I guess it could be argued that in the grand scheme of life, all baseball is ultimately meaningless. In the ordinary days, it provides a distraction and a commonality that is reassuring. While these days are anything but ordinary, that reassuring presence has been missed.

Whether it makes sense for baseball, or any sport for that matter, to attempt to resume play at this point in a pandemic can definitely be debated. I’m not an epidemiologist, there is a definite logical path that leads to gathering large groups of people needed to create a professional sports event is a completely illogical idea. Nevertheless, there is an illogical part of me that is looking forward to watching a baseball game this summer.

We know that games are going to look and feel and sound completely different. The lack of people in that stands creates means that not only will the ball parks look empty (plans for cardboard cut outs of fans aside) but they will also sound completely different.
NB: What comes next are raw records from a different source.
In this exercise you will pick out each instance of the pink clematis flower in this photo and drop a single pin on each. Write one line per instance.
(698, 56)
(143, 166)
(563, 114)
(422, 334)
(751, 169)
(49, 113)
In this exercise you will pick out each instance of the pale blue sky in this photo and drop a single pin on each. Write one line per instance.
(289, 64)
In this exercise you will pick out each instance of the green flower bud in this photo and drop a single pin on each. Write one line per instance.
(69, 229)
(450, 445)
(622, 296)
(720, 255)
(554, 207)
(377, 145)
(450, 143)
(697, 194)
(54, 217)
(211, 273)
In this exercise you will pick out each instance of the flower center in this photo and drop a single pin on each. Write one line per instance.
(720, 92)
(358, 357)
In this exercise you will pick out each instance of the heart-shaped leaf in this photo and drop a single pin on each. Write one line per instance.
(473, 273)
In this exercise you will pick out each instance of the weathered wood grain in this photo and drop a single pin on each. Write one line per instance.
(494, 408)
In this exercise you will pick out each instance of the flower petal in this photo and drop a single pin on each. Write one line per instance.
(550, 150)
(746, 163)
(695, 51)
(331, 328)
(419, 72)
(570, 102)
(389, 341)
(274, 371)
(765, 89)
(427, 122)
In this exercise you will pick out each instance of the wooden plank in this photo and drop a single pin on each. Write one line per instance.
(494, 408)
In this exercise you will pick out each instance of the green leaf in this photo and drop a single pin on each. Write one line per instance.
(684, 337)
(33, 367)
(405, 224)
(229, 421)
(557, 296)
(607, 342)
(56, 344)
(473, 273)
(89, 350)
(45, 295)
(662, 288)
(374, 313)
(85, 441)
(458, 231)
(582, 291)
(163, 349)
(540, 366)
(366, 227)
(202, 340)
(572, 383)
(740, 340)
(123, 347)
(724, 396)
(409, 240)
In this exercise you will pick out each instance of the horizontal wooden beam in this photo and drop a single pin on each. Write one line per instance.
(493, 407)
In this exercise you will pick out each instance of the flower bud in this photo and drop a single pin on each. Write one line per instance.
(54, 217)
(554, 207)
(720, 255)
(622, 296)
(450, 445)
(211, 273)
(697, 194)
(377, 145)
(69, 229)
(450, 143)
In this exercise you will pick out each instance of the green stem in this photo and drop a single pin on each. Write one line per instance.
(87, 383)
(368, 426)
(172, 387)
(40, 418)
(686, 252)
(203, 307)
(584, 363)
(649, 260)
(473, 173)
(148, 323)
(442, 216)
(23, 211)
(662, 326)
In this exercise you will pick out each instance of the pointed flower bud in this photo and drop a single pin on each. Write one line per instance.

The constant background hum of people talking will be gone. And while there is discussion that crowd noise will be played during games, there’s part of me that can only imagine it being like the really bad laugh tracks in sit coms that are distracting with their tinny quality.

Lack of fans in stands isn’t unprecedented; it happened as recently April 2015 when the Orioles and White Sox were playing Baltimore in the midst of riots after the killing of Freddie Gray. I read the book “When the Crowd Didn’t Roar: How Baseball’s Strangest Game Ever Gave a Broken City Hope” last year. It was a compelling read about what was happening in a city and society at large against the backdrop of ballgame played in circumstances like no other. Five years later, we seem to find our selves in a similar place.

I remember watching a part of that game. It was an afternoon game, so I only watched a half inning or so at work, but I wanted to see (and hear) what it was like. It was eerie how quiet it was, but also intriguing to hear the sounds that are normally blocked by the crowd. I hope that some of those characteristics aren’t drowned out by noise in an attempt to normalize what clearly isn’t.

With some of the challenges that are already cropping up in sports restarts, it’s not a given that baseball season will even begin, let alone end. So tonight and tomorrow I’m going to watch the Blue Jays play themselves in practice games in hopes that there may be real games in the weeks to come.

Whether they are meaningful or not I guess will continue to be determined about how you view sports.

One thought on “The Time I Watched Meaningless Baseball

  1. Yes … everything seems strange right now Bonnie. Even church as we were chatting that through on Sunday. I really am unsure when or if we will ever get “back” to normal. As we all suspect, normal may be reconfigured moving forward. Great post.